IMD: utile netto cala a 1,4 mln nel 2025, proposto dividendo di 0,07 euro
pubblicato:Il Consiglio di Amministrazione di I.M.D. International Medical Devices S.p.A. ("IMD" o la "Società" e il gruppo ad essa facente capo il "Gruppo IMD") - operatore di riferimento a livello internazionale nel settore MedTech e in particolare nei sistemi di diagnostica per immagini - si è riunito in data odierna e ha approvato il progetto di bilancio di esercizio e il bilancio consolidato al 31 dicembre 2025.
Principali risultati consolidati al 31 dicembre 2025:
• Ricavi delle vendite pari a €34,3 mln (€39,3 mln al 31/12/2024)
• EBITDA pari a €2,6 mln (€3,8 mln al 31/12/2024)
• EBIT pari a €1,6 mln (€3,0 mln al 31/12/2024)

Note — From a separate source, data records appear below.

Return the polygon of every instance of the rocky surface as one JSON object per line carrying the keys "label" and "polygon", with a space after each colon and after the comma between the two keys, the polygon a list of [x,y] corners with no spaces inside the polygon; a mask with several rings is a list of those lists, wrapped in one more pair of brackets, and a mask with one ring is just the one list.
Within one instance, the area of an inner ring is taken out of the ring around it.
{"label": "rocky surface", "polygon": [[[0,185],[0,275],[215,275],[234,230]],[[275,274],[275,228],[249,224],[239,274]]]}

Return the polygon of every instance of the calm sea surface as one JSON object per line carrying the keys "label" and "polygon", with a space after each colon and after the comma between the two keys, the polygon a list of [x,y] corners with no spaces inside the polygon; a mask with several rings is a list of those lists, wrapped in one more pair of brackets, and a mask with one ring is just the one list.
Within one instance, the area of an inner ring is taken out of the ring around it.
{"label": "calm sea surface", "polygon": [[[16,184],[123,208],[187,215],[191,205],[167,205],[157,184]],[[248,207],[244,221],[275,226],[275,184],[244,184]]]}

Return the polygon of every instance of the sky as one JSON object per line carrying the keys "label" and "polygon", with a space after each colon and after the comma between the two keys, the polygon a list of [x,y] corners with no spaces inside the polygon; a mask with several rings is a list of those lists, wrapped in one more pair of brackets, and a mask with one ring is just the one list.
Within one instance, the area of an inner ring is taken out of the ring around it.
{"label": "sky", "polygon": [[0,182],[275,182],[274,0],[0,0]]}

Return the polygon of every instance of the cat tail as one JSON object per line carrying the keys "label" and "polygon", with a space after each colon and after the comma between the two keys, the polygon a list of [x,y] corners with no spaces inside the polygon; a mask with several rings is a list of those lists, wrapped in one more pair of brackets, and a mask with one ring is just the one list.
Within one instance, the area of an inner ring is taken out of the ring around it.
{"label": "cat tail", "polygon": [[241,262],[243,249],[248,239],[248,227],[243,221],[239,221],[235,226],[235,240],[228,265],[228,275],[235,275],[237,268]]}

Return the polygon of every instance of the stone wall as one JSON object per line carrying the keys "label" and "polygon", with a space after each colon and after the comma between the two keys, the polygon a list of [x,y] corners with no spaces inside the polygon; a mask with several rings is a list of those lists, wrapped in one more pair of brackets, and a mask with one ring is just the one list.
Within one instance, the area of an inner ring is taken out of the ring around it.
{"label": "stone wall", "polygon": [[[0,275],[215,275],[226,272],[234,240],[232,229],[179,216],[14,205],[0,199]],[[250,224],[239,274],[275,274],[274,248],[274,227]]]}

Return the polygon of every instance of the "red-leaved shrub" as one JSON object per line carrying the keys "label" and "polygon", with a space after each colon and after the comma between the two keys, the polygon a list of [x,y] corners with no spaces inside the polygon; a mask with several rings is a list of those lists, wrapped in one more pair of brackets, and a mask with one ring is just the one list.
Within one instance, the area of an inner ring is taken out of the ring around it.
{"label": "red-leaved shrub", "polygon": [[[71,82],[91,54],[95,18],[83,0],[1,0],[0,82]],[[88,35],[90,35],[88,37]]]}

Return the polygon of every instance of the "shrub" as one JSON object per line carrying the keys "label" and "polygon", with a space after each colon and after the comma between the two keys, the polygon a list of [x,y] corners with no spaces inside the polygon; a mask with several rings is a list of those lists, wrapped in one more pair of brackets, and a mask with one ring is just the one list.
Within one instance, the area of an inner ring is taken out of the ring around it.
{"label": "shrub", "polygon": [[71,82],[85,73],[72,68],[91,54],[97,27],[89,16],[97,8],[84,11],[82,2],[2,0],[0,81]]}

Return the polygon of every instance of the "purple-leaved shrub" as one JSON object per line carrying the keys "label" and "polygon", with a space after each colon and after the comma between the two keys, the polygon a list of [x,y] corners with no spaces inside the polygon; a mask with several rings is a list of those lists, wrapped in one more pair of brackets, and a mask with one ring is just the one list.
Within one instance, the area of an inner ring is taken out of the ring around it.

• Utile Netto di Gruppo pari a €1,4 mln (€2,2 mln al 31/12/2024)
• Indebitamento Finanziario Netto cash positive per €8,0 mln (IFN cash positive per €5,3 mln al 30/06/2025 ed €7,8 mln al 31/12/2024)
• Patrimonio Netto pari a €23,0 mln (€22 mln al 30/06/2025 ed €23,3 mln al 31/12/2024)
• Proposta la distribuzione di un dividendo ordinario per €0,07 per azione per complessivi € 1.212.482,25
Aniello Aliberti, Presidente e Amministratore Delegato di IMD: "il 2025 è stato un anno complesso per il nostro settore che ha subito le conseguenze delle tensioni geopolitiche. Il fatturato risulta in contrazione sostanzialmente per effetto della performance dell'area Generators, mentre siamo riusciti a mantenere costante i ricavi dell'area Imaging Devices, più rilevante in termini di volumi. Questo dimostra la bontà delle nostre scelte strategiche indirizzate alla diversificazione del business che ci consente di assorbire meglio eventuali shock di mercato e geografici. Si riduce anche la marginalità ma anche qui, grazie al nostro modello snello e flessibile, non registriamo tensioni finanziarie. Al contrario, siamo stati in grado di generare cassa sia dalla gestione operativa che netta; disponiamo di liquidità per oltre 8,3 milioni di euro (in linea con l'esercizio precedente) e non abbiamo debiti verso banche (residuano €0,2 milioni che estingueremo nell'anno corrente). Per tali motivi proporremo anche quest'anno all'Assemblea la distribuzione di dividendi. L'esercizio appena avviato mostra dei segnali di recupero per l'area Generators che cogliamo con cauto ottimismo visto che il contesto geopolitico rimane complesso e di difficile lettura. Continueremo ad alimentare le nostre attività sul fronte commerciale, sviluppo prodotti, efficienza interna e a cogliere eventuali opportunità di partnership/acquisizioni".